According to reports, because of the lack of space at local prisons, stadiums have been converted into jails, and internet services have been terminated throughout the vicinity of the area where the demonstrators have assembled.

Out of the several demands of the farmers, they demand the government for the enactment of a law to guarantee a minimum support price (MSP) for crops, to provide a complete debt waiver to farmers, the reintroduction of the land acquisition act of 2013 nationwide, to withdraw from the world trade organization while imposing a ban on all free trade agreements.

Their further demands are to provide pension to farmers and laborers, to scrap the electricity amendment bill 2020, to provide 200 days of employment per year along with a daily wage of 700 rupees, and to ensure rights of indigenous people over companies from plundering tribal land.

Delhi's iconic Red Fort has been completely shut, surrounded by barricades and containers, in view of the repeat of a siege of the fort which occurred in 2021, amid the rapidly intensifying farmer protests around the national capital.
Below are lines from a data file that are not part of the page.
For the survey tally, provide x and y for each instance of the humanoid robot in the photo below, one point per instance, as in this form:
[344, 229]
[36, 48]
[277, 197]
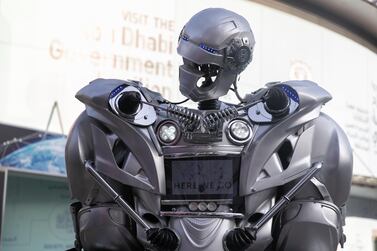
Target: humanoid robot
[269, 173]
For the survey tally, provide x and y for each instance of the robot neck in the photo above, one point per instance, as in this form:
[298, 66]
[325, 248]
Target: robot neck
[212, 104]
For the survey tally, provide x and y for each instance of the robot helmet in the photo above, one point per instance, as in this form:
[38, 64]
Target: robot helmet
[216, 45]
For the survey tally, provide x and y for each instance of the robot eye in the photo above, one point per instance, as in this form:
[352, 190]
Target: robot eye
[208, 48]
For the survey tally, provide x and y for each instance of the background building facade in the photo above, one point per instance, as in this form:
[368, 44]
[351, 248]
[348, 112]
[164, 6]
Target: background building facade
[49, 50]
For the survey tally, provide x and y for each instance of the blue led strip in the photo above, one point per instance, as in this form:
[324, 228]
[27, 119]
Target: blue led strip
[117, 90]
[185, 38]
[291, 93]
[207, 48]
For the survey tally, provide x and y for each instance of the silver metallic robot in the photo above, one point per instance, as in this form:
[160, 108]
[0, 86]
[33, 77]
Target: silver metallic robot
[269, 173]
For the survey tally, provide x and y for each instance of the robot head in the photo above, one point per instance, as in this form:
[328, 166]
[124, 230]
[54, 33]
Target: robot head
[216, 45]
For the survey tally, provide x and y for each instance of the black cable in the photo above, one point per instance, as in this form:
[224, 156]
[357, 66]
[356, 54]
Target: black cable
[176, 103]
[235, 90]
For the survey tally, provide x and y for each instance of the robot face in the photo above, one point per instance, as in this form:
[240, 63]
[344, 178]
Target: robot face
[216, 45]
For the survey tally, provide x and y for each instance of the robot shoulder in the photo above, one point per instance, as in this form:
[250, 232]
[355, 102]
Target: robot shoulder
[309, 93]
[98, 92]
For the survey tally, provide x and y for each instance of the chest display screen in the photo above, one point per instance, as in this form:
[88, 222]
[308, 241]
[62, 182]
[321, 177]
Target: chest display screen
[202, 178]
Traffic in New Delhi, Near Capital Regions (NCR) was heavily affected on Tuesday due to the farmers' march.

The march comes just months before national elections in India, in which prime minister Narendra Modi is widely expected to win a third term.
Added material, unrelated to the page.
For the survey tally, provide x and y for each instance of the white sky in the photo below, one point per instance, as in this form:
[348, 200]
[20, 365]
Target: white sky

Some farmer and trade unions have also announced a countrywide rural strike on Friday.

In 2020, a similar protest at the Singhu border was a sit-in protest by the farmers mainly from the state of Punjab, which later turned violent on the Republic day in 2021 after the farmers stormed the capital, which had become a major challenge for the Modi government.

The farmers along with their tractors broke barricades and stormed into New Delhi, and captured important spots throughout the city, including the Red Fort and its streets.

Dozens died during the protests, mainly because of the heat, cold and Covid.

They ended the protest after the government agreed to abandon controversial agricultural reforms.